U na mano aveva scritto con un bastoncino carbonizzato: «Signore, mandaci subito papà Kabila! Altrimenti moriremo tutti!». Tale grido di aiuto in un paese in guerra compariva ad Isiro, nel nord della repubblica democratica del Congo (RDC), sul muro esterno della casa dei missionari della Consolata.
Sono le 7 del 18 aprile 2000. Un’ora dopo, la scritta viene cancellata dai soldati dell’Uganda, che occupano il territorio. Non sono i soli stranieri in Congo: a Kisangani e Bukavu spadroneggiano i rwandesi, cui si ascrivono persino atti di cannibalismo. Ugandesi e rwandesi, ieri alleati di Kabila per abbattere il famigerato Mobutu, oggi sono in guerra contro il nuovo presidente. E sono pure ai ferri corti fra loro.

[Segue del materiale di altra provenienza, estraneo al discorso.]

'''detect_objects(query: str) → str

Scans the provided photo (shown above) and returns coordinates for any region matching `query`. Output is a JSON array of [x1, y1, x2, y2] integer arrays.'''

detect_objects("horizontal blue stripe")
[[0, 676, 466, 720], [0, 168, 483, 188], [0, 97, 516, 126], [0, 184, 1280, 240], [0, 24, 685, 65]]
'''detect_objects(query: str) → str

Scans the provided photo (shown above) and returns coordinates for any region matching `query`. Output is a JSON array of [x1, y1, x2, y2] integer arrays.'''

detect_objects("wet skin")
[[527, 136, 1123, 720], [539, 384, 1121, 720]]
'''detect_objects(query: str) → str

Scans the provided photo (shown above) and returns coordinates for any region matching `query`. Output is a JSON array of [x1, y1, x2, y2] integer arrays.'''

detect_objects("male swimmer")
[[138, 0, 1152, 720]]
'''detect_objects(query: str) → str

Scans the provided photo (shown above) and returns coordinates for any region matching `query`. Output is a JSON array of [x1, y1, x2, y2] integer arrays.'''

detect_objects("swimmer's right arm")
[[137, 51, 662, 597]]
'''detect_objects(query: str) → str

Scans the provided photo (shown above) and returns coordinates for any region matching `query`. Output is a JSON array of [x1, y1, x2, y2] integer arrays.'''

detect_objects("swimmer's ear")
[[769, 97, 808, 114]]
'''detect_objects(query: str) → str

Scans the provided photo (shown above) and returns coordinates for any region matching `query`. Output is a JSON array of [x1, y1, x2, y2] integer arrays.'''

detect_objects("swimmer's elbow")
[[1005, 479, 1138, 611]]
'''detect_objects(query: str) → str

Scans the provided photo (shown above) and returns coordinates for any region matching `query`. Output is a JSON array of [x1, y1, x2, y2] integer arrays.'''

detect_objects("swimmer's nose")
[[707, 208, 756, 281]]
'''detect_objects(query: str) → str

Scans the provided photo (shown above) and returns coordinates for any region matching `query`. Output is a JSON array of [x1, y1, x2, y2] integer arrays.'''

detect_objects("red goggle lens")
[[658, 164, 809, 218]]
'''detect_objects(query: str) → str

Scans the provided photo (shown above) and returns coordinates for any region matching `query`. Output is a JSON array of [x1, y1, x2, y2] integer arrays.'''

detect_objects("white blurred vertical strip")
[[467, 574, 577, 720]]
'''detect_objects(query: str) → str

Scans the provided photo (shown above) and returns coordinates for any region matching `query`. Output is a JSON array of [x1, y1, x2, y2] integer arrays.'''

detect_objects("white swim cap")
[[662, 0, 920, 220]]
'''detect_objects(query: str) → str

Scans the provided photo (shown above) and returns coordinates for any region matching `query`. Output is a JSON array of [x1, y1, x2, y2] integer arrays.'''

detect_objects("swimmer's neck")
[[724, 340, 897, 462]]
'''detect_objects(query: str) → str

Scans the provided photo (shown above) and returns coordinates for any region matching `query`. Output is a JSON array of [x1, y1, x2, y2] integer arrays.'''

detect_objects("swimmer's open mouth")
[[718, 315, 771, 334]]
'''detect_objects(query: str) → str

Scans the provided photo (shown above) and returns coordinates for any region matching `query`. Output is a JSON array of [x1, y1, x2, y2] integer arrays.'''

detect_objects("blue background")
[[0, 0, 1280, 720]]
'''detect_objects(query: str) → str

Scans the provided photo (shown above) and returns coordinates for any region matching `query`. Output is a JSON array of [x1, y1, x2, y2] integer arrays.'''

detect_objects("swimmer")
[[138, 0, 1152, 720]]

Non mancano i «signori della guerra» locali: Ilunga, Wamba, Bemba… armati con i proventi dell’oro e dei diamanti. Oro e diamanti di cui fanno man bassa anche Uganda e Rwanda.
C’è lo stesso «papà» Kabila, sostenuto da Zimbabwe, Angola e Namibia che, tuttavia, non sono in Congo per «carità cristiana». E, infine, i ribelli congolesi appartenenti al movimento Mai-Mai. «Siamo pronti alla guerriglia su tutto il territorio, se divideranno il Congo come una torta» dichiarano. Nel frattempo non stanno con le mani in mano.
Il nuovo Congo nacque il 17 maggio 1998 sulle ceneri dello Zaire. Ma fra i nuovi padroni del ricco e vasto paese scoppiò subito la rissa, che ha portato all’attuale anarchia. O balcanizzazione del paese, mentre Stati Uniti e Francia stanno a guardare: gli uni strizzando l’occhio all’Uganda e l’altra ammiccando a Kabila.
P asqua nella missione di Pawa, a 60 chilometri da Isiro. Nella chiesa superaffollata, durante l’eucaristia un missionario domanda: «La guerra è peccato?». L’assemblea tace: forse il quesito l’ha colta alla sprovvista. Poi una voce mormora: «La guerra è peccato». «La guerra è peccato» ripete subito un altro. «La guerra è peccato» sentenzia alla fine tutta la folla in un crescendo drammatico.
«È la prima protesta pubblica contro questa guerra assurda – ci confida il missionario -. La gente finora l’ha esorcizzata con il silenzio».
Non lontano tre soldati ugandesi siedono all’ombra di un mango. Dopo alcuni convenevoli, accettano di parlare. «Noi non vogliamo la guerra. Il fucile uccide, uccide anche noi. Ma che possiamo fare contro i nostri capi?».
A eroporto di Fiumicino, 12 maggio. Dopo 28 giorni di assoluto digiuno giornalistico, acquistiamo un quotidiano per leggere in prima pagina: «Guerriglia degli ultrà laziali. Sconvolto il centro di Roma. Tifosi caricati dalla polizia con lacrimogeni: 12 feriti, di cui 10 agenti. Auto danneggiate e vetrine sfasciate».
Con noi c’è un congolese, che capisce l’italiano. «Povero Congo e povera Italia!» commenta.